Due aspetti vorrei sottolineare con riferimento all’ecologia del corpo: l’aspirazione a controllare il proprio corpo attraverso la scienza e a gestire liberamente le relazioni affettivo-amorose, due aspetti con cui siamo destinati a fare i conti, proprio perché comportamenti innovativi, relativi ad ambito circoscritto (sociale, economico o istituzionale) avanzano nel mainstreaming culturale e diventano prassi, costumi, leggi.
Quanto al controllo del corpo, negli ultimi tempi cresce l’aspirazione a gestire la propria identità correggendo e eliminando ciò che con è confacente al proprio ideale di bellezza e salute. Correggere o ‘rifare’ occhi, labbra, seno, glutei è solo questione di soldi. Così pure per l’appartenenza sessuale. Si rifiutano non più solo gli antichi modelli di genere, ma la stessa configurazione delle identità sessuali maschili e femminili. Si preferisce sbizzarrirsi nella ricerca di identità mobili, senza frontiere, secondo l’orientamento di ciascuno, sottomettendo il corpo a prove di laboratorio dalle dubbie conseguenze.

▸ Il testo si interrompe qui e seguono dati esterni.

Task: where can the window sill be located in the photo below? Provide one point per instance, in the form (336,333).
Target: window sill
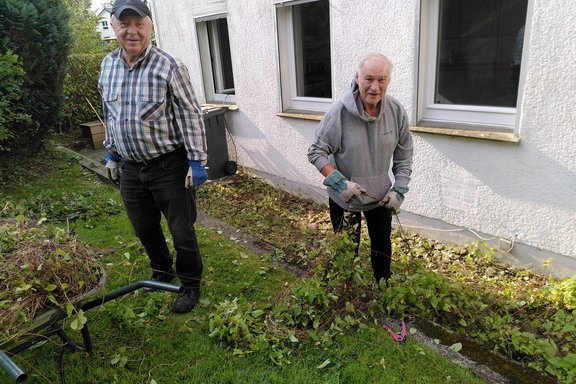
(482,135)
(230,107)
(302,116)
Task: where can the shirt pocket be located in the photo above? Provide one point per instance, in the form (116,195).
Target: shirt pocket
(376,187)
(151,106)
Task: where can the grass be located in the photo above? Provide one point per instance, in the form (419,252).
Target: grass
(137,339)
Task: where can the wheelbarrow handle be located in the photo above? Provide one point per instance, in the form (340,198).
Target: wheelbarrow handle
(12,369)
(132,287)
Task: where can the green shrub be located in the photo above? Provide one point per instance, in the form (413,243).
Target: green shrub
(81,90)
(39,33)
(12,114)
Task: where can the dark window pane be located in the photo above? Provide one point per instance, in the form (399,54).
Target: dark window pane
(312,41)
(220,55)
(479,52)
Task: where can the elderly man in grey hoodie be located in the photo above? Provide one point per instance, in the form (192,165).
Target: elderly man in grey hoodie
(362,137)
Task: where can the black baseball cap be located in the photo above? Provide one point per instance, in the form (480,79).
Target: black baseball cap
(137,6)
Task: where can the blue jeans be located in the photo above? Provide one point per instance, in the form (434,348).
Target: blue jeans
(379,222)
(155,188)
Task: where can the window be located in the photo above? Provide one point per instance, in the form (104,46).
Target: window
(304,54)
(216,59)
(470,63)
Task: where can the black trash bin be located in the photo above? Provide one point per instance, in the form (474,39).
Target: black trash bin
(216,143)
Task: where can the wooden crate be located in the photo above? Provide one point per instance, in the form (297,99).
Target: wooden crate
(95,131)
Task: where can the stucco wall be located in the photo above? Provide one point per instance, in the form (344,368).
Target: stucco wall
(525,191)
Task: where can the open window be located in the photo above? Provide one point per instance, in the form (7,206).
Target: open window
(470,63)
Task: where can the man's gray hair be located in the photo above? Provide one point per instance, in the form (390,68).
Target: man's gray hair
(375,55)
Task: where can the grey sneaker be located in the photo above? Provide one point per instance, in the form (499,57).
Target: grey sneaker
(164,277)
(186,300)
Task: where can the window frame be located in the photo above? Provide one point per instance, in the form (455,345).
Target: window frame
(288,67)
(457,116)
(206,39)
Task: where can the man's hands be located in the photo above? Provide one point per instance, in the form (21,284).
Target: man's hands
(346,189)
(394,198)
(112,167)
(196,174)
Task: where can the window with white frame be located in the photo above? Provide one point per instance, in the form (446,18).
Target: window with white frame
(470,63)
(304,55)
(214,44)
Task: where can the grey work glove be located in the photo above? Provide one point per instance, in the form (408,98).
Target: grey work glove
(347,190)
(394,199)
(112,167)
(196,175)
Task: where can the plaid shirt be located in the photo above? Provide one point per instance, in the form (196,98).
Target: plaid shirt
(150,109)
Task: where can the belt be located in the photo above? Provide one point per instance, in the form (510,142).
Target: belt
(145,163)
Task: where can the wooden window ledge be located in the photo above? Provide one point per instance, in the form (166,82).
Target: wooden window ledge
(483,135)
(303,116)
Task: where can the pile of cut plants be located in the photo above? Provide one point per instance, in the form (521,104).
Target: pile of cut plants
(514,312)
(43,269)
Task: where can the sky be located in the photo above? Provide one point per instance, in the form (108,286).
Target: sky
(98,4)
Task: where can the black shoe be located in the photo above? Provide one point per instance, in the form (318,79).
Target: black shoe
(186,300)
(164,277)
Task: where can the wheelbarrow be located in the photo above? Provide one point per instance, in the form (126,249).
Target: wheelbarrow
(49,323)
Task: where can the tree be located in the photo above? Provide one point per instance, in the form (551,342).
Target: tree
(37,31)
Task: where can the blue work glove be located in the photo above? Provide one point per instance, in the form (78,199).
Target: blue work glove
(394,199)
(196,174)
(347,190)
(112,166)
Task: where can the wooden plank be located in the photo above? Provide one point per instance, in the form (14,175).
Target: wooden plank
(486,135)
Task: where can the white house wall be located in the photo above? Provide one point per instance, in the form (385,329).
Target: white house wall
(525,192)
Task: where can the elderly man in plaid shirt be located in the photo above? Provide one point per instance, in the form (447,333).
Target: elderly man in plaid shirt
(155,131)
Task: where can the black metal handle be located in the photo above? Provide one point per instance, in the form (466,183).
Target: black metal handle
(12,369)
(130,288)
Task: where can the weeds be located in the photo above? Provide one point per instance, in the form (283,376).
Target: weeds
(520,314)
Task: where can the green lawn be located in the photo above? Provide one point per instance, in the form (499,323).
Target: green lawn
(138,340)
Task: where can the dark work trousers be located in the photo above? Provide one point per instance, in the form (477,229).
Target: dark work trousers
(154,188)
(379,221)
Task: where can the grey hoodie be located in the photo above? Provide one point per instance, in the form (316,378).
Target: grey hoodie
(362,147)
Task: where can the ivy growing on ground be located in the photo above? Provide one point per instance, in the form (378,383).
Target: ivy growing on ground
(520,314)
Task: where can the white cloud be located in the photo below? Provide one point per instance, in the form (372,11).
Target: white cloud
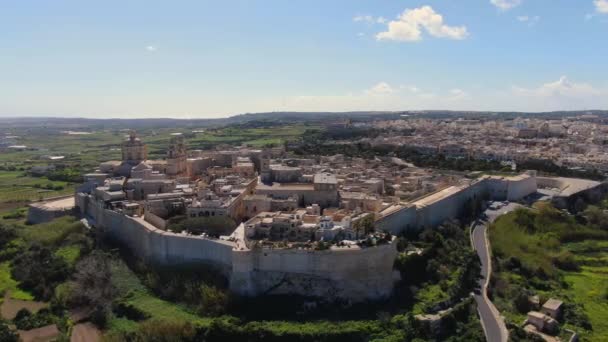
(381,88)
(562,88)
(601,6)
(370,19)
(561,94)
(531,21)
(506,5)
(408,26)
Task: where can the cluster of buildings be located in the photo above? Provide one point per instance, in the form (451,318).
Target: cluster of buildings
(321,226)
(575,142)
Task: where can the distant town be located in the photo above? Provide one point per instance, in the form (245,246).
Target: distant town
(342,213)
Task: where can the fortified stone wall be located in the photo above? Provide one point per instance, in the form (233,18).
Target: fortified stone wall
(352,273)
(448,207)
(399,221)
(48,210)
(157,245)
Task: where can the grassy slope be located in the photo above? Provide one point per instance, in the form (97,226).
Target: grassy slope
(587,286)
(8,284)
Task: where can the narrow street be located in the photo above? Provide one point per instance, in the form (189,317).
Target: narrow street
(493,325)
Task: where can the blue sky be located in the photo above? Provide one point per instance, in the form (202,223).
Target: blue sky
(218,58)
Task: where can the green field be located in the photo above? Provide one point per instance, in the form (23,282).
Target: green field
(547,253)
(17,187)
(9,285)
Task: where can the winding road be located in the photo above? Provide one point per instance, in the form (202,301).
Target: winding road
(493,324)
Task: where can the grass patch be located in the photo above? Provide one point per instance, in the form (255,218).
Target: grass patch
(548,253)
(51,233)
(69,254)
(8,284)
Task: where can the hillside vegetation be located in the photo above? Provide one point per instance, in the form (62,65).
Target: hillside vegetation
(553,254)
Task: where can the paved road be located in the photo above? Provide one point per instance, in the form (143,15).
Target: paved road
(493,325)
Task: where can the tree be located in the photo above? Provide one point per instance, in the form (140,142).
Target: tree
(39,271)
(6,334)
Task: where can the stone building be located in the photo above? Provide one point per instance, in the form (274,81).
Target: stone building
(134,150)
(176,156)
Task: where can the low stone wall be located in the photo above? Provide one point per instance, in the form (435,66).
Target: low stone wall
(155,220)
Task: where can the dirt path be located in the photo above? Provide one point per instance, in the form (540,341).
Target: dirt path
(11,306)
(85,332)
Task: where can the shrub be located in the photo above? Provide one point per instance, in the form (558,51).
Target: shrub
(39,271)
(6,334)
(214,301)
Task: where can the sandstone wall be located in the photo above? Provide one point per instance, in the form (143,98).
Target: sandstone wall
(353,273)
(399,221)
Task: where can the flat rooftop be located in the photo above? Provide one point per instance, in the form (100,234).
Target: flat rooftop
(285,186)
(59,204)
(438,196)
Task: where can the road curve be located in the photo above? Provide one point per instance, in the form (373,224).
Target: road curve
(493,325)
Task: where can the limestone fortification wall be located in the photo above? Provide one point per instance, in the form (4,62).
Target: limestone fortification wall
(158,245)
(548,182)
(50,209)
(421,214)
(352,273)
(398,221)
(448,207)
(339,272)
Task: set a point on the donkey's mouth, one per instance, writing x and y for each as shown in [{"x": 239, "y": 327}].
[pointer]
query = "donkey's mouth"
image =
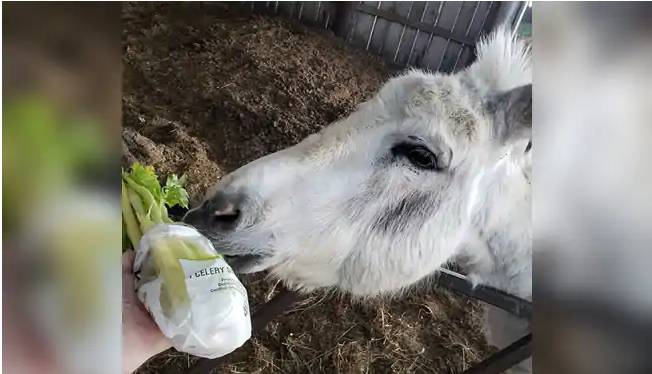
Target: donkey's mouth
[{"x": 244, "y": 264}]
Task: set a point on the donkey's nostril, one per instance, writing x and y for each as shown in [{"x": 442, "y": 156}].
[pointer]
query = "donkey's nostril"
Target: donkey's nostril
[{"x": 226, "y": 217}]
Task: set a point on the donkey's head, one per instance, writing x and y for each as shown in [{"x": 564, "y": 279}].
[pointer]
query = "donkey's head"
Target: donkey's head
[{"x": 380, "y": 199}]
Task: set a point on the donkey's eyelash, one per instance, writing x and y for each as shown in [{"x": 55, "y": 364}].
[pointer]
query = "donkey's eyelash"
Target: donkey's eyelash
[{"x": 418, "y": 154}]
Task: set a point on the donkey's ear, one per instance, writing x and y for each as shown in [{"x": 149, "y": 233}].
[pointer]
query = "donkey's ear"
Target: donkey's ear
[{"x": 514, "y": 115}]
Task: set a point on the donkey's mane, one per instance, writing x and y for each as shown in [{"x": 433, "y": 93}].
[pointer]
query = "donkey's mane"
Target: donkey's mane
[{"x": 503, "y": 63}]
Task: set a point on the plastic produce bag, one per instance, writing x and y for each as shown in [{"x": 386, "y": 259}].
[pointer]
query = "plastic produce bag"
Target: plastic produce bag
[{"x": 192, "y": 293}]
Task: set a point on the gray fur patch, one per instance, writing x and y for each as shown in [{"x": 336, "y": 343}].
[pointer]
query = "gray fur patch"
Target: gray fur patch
[{"x": 412, "y": 209}]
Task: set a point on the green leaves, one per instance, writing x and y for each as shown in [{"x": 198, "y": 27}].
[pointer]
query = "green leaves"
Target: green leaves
[
  {"x": 174, "y": 193},
  {"x": 146, "y": 177},
  {"x": 144, "y": 200}
]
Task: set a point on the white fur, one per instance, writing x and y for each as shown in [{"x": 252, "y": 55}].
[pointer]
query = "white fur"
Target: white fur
[{"x": 318, "y": 204}]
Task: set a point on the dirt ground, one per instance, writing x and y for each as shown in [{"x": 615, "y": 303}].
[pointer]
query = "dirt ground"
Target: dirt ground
[{"x": 207, "y": 90}]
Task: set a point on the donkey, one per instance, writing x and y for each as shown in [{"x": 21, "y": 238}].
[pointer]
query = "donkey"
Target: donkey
[{"x": 434, "y": 168}]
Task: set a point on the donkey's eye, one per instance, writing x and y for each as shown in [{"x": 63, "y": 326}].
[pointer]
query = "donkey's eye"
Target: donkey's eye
[{"x": 418, "y": 155}]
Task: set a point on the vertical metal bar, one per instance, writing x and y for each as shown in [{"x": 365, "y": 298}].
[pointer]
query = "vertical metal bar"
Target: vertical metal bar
[
  {"x": 398, "y": 47},
  {"x": 448, "y": 40},
  {"x": 441, "y": 6},
  {"x": 373, "y": 26},
  {"x": 484, "y": 21},
  {"x": 416, "y": 35},
  {"x": 355, "y": 25},
  {"x": 466, "y": 33}
]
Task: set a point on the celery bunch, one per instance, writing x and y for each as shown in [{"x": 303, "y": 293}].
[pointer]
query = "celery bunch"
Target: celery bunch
[{"x": 144, "y": 204}]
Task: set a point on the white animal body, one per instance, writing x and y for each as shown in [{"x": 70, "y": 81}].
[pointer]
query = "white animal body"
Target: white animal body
[{"x": 434, "y": 168}]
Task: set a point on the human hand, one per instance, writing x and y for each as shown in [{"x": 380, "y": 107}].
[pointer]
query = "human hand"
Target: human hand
[{"x": 141, "y": 337}]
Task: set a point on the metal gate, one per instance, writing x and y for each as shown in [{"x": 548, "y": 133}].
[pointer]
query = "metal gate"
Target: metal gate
[{"x": 432, "y": 35}]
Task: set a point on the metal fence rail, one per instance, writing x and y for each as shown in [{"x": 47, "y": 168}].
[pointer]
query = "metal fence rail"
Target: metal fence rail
[{"x": 433, "y": 35}]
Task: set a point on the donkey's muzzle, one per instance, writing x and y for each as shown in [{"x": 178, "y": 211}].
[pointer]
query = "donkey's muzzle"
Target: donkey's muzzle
[{"x": 220, "y": 214}]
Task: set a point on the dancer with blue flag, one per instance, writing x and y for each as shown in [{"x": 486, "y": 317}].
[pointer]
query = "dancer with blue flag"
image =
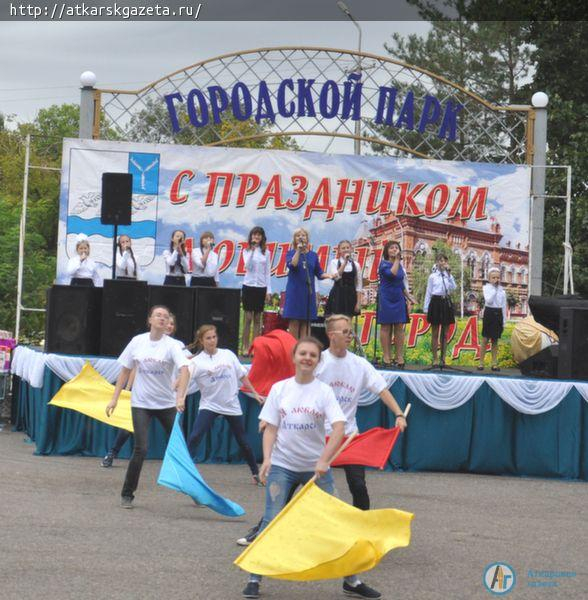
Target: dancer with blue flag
[{"x": 179, "y": 473}]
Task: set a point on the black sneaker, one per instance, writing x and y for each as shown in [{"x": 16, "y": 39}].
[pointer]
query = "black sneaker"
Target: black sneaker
[
  {"x": 107, "y": 460},
  {"x": 251, "y": 535},
  {"x": 251, "y": 590},
  {"x": 360, "y": 591}
]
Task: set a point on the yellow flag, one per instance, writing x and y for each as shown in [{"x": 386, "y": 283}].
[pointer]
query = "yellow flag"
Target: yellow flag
[
  {"x": 89, "y": 393},
  {"x": 318, "y": 536}
]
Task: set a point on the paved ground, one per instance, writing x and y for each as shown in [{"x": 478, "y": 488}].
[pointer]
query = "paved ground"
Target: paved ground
[{"x": 63, "y": 536}]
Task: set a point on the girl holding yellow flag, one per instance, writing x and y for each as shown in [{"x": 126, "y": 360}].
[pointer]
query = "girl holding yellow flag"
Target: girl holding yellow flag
[
  {"x": 154, "y": 355},
  {"x": 294, "y": 447}
]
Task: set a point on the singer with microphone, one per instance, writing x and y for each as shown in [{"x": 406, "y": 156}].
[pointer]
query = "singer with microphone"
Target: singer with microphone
[
  {"x": 439, "y": 306},
  {"x": 81, "y": 268},
  {"x": 126, "y": 264},
  {"x": 257, "y": 286},
  {"x": 303, "y": 267},
  {"x": 345, "y": 295},
  {"x": 176, "y": 261},
  {"x": 205, "y": 262},
  {"x": 393, "y": 298}
]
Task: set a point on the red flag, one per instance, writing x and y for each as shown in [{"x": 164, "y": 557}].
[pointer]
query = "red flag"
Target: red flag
[{"x": 370, "y": 448}]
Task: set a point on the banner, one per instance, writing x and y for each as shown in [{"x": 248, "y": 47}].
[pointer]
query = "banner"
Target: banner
[{"x": 479, "y": 210}]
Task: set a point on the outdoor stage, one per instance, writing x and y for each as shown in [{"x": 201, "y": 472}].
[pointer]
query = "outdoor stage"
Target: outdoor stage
[{"x": 458, "y": 422}]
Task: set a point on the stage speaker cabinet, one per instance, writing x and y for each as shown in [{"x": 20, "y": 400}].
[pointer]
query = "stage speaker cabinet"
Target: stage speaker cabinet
[
  {"x": 180, "y": 300},
  {"x": 72, "y": 324},
  {"x": 124, "y": 314},
  {"x": 117, "y": 194},
  {"x": 543, "y": 364},
  {"x": 220, "y": 307},
  {"x": 573, "y": 343}
]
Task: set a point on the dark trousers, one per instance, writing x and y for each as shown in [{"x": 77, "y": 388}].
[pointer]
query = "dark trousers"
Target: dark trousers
[
  {"x": 355, "y": 475},
  {"x": 203, "y": 423},
  {"x": 141, "y": 419},
  {"x": 121, "y": 437}
]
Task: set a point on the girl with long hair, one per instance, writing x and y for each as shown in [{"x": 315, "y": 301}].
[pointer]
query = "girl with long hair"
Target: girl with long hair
[
  {"x": 205, "y": 262},
  {"x": 393, "y": 296},
  {"x": 176, "y": 260},
  {"x": 218, "y": 373},
  {"x": 256, "y": 289}
]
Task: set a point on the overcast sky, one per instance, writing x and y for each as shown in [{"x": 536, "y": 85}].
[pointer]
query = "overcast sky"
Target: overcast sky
[{"x": 40, "y": 63}]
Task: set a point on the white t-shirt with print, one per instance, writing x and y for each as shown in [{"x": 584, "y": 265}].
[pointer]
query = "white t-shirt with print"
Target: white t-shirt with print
[
  {"x": 218, "y": 377},
  {"x": 155, "y": 362},
  {"x": 299, "y": 411},
  {"x": 348, "y": 377}
]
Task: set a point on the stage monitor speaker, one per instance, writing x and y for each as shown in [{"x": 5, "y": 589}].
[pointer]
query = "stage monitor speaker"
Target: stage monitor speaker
[
  {"x": 117, "y": 194},
  {"x": 124, "y": 314},
  {"x": 543, "y": 364},
  {"x": 220, "y": 307},
  {"x": 72, "y": 324},
  {"x": 546, "y": 309},
  {"x": 180, "y": 300},
  {"x": 573, "y": 343}
]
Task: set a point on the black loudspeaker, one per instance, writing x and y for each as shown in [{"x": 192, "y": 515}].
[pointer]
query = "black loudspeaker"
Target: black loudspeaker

Il cosiddetto “post umanesimo” incoraggia le speranze nel potere dell’ingegneria e della politica che investono su ricerche innovative, in risposta alle sollecitazioni bizzarre degli utenti, alla boria degli scienziati e agli interessi dei committenti: manipolazione del DNA, innesto di protesi meccaniche, nanotecnologia, crionica (ibernazione in attesa di tempi migliori), neurofarmacologia, intelligenza artificiale (che per certi versi supera quella umana), interfaccia tra mente e macchine, trasferimento della coscienza su un supporto digitale (“mind uploading” che suppone la compatibilità della mente con l’hardware dei computer), microchip sottocutanei in grado di mappare ogni spostamento e scaricare informazioni, computer biologici impiantabili nel corpo umano, capaci di replicarsi come le cellule, esoscheletri (muscolature artificiali), organi bionici dalle prestazioni spettacolari, uteri artefatti in grado di “emancipare” la donna dalla gravidanza.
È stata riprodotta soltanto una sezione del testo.